É fato também que a sociedade moderna é alicerçada em uma sociedade de profissões, visto que a maioria das atividades humanas evoca profissionalismo para sua execução. O que seja saúde, doença, sanidade ou insanidade ou até mesmo o que é ordem ou desordem, são definidos no construto teórico das corporações profissionais. A saúde é um caso exemplar desse profissionalismo levado a sério.

(...) 

Sendo então, por sua essencialidade e por serem doutos de sua habilidade cognitiva, detentores de saberes especializados e altamente treinados em escolas credenciadas, eles são inseridos no mercado de trabalho em postos de trabalho seja no setor público como no privado. Um mercado de trabalho complexo e altamente profissionalizado. Dados oficiais do IBGE, CNES, etc., atestam essa essencialidade quando registra, por exemplo, a presença de médicos e enfermeiros, mesmo com sinais de má distribuição regional ou até mesmo escassez nos 5.570 municípios, nas 27 unidades da Federação e nas 5 regiões geográficas do país, prestando assistência à população.

O enfrentamento da crise sanitária com o novo Coronavirus, em nosso país, tem sido possível por conta exatamente do SUS e de seus trabalhadores. Estamos falando de profissionais atuando na assistência direta à população nos hospitais e ambulatórios, na ciência e tecnologia produzindo e disponibilizando saberes, conhecimentos, tecnologia e insumos, na gestão pública, enfim, prestando serviços de alto valor social.

Contudo, sabemos das mazelas que o SUS vem enfrentando com crescimento da terceirização e da informalidade da inserção desses profissionais essenciais. As premissas preconizadas pela Organização Internacional do Trabalho no combate ao trabalho precário sendo aquele com contrato de trabalho desprotegido de amparo legal nunca foi tão atual e contemporâneo nesse mundo globalizado.

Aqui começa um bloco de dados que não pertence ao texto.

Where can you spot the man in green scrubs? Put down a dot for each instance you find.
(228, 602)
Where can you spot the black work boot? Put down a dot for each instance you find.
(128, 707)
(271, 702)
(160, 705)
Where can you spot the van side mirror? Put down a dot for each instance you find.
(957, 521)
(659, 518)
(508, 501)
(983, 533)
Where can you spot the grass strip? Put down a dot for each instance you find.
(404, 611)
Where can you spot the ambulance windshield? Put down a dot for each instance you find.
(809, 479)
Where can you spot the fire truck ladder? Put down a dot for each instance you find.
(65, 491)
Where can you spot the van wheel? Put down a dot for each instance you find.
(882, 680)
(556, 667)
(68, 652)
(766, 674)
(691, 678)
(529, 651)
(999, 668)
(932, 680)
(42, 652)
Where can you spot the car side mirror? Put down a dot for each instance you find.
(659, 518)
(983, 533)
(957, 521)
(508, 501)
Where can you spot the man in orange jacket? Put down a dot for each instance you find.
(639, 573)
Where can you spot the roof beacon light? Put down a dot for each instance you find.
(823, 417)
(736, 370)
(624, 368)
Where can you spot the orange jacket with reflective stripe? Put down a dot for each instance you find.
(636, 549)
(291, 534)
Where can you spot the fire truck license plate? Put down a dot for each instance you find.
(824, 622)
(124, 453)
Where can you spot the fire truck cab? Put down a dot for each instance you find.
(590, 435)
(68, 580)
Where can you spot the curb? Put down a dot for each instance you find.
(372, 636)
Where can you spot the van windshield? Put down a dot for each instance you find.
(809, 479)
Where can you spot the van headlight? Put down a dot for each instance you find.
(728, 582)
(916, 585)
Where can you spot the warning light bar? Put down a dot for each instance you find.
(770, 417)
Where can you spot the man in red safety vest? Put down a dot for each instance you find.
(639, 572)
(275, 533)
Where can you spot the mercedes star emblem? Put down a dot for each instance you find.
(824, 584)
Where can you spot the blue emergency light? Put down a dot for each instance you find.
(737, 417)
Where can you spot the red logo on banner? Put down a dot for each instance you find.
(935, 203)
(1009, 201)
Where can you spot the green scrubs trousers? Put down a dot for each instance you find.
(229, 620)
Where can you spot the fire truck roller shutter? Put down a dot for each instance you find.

A OIT elenca algumas dimensões inter-relacionadas de precariedade, contrapondo ao trabalho decente:

1) insegurança do mercado de trabalho pela ausência de oportunidades de trabalho;

2) insegurança do trabalho gerada pela proteção inadequada em caso de demissão;

3) insegurança de emprego gerada pela ausência de delimitações da atividade ou até mesma de qualificação de trabalho;

4) insegurança de integridade física e de saúde em razão das más condições das instalações e do ambiente de trabalho;

5) insegurança de renda, fruto da baixa remuneração e ausência de expectativa de melhorias salariais;

6) insegurança de representação quando o trabalhador não se sente protegido e representado por um sindicato.

Infelizmente, a realidade brasileira nos aproxima mais do trabalho precário, nos distanciando, inexoravelmente, do trabalho decente, preconizado pela OIT. Pesquisas recentes com categorias essenciais da saúde (médicos e enfermeiros, por exemplo) nos mostra que esses profissionais têm aumentado sua carga de trabalho diária, trabalhando interruptamente, com salários baixos e se comparados a realidades internacionais isso levaria a constrangimentos do “incomparável”. A adoção do multiemprego e o prolongamento da jornada de trabalho semanal, abdicando do descanso entre um trabalho e outro passa a ser realidade dada em todo o país, seja no setor público como no privado. O desgaste profissional, o estresse, o adoecimento, os acidentes de trabalho acabam assumindo dimensões insustentáveis.

Se estamos falando de um Bem Público é preciso voltar nossas atenções e refletir juntos a essencialidade do trabalho deles, representados aqui pelos Médicos e pela Enfermagem e todos os demais profissionais da saúde que compõem esse contingente de mais de 3 milhões e meio de trabalhadores, expressando nossa gratidão, nosso reconhecimento, nossa confiança e esperança que vencermos essa batalha sanitária.

Salve nosso SUS!

Salve nossos Trabalhadores da Saúde! Salve nossos Patrimônios nacionais!!